In professional golf, tournament wins often appear as if from nowhere, the new champion suddenly finding something special amidst a run of otherwise mediocre form. Bernd Wiesberger’s victory in the Shenzhen International was not one of those.
Since he last missed a halfway cut—in the PGA Championship eight months ago—the 31-year-old Austrian has reeled off an impressively long string of high-finishes on the European Tour: T-11 at the Olympics, second in the KLM Open, fifth in the European Open, T-7 at the Dunhill Links Championship, second in the British Masters, fourth in the Turkish Airlines Open, T-4 in the DP World Tour Championship and, this year already, T-4 in the Abu Dhabi Golf Championship and third in the Maybank Championship.
Just about the only thing missing was the first place Wiesberger secured when beating another man currently on the rise, the recent winner in Abu Dhabi, England’s Tommy Fleetwood, on the first hole of a sudden-death playoff after the pair had tied on 16 under par for four circuits of the Genzon Golf Club course.
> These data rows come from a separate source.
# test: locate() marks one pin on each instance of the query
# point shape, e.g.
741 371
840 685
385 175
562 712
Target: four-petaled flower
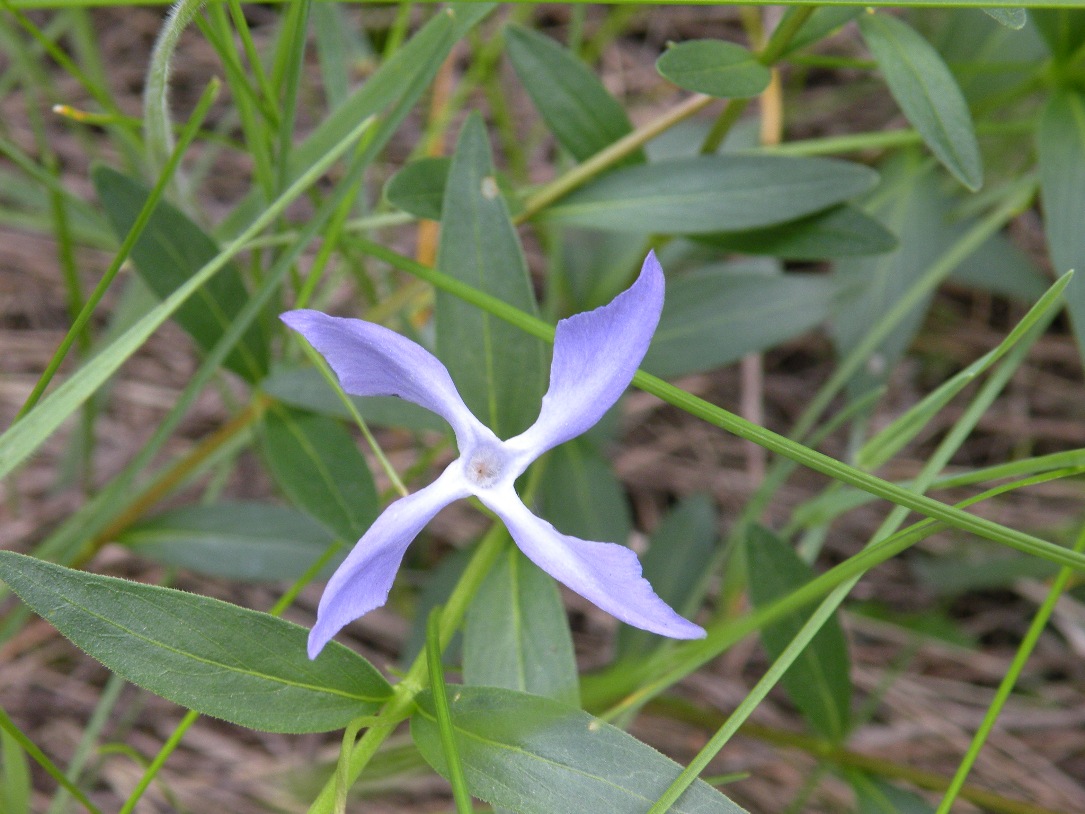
595 357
Gregory Bourdy of France and another Englishman, Ross Fisher, tied for third only one shot back.
All in all, it was quite a finish. A number of players had opportunities to join the playoff protagonists, most notably Fisher, who made bogey on the admittedly difficult final hole, and George Coetzee. Sixteen-under standing on the last tee, the big South African made two unscheduled visits to the water up the right side and accumulated a disastrous quadruple-bogey 8.
In contrast, on what was actually the toughest hole on the 7,145-yard course, Wiesberger, T-43 most recently at the Masters, made only the third birdie of the day to claim the €437,017 first-place check. His spectacular approach in the playoff from the bank of the water-hazard that caused Coetzee so many problems finished only five feet from the cup.
“I'm feeling a bit relieved now I have to say,” said Wiesberger, who arrived in China ranked 43rd in the world. “I’ve had a stretch of really good events the last couple of months, and it’s really nice to have a trophy again. We have really good players out here, all up for it, playing well and throwing a lot at me. At the end of the day I’m just glad I got myself into the spot where I could play for the title.
“Tommy has had a great day today, and I’m just grateful to make that one shot when I needed to. I just wanted to get off to a good start and show them that I’m up for it, and I did. I scrapped it around a little bit, had a couple of near misses with good looks at it early on. It could have gotten to me, but I stayed calm, played on decently.”
Indeed, it was far from easy sailing. Wiesberger made the 10th of 11-straight closing pars on the long 17th via water, holing a crucial 10-foot putt for his 5. So that clinching birdie was the new champion’s first dip under par since the seventh hole of regulation play in a final round marked by much good scoring. Fleetwood’s 63 was the lowest of the day (preferred lies were in operation after heavy rain) and only three of the leading 50 finishers shot over-par.
One of that unfortunate trio was two-time Masters champion, Bubba Watson. After opening with a six-under 66, the American fell away to a T-26 finish not helped by a closing 74 that contained two double bogeys in his last six holes.
One last thing. The appearance of two Frenchmen in the top 10—Bourdy and Alex Levy—was a reminder of what was once supposed to be the next big thing on the European Tour. Maybe three or four years ago, a host of Gallic golfers were going great guns and looking like they would all be strong contenders for Ryder Cup places. As it has turned out, only one, Victor Dubuisson, has so far made it into the biennial contest with the Americans. And only Dubuisson at 97th came to China ranked inside the top 100 players on the planet. Funny game golf. Ask anyone.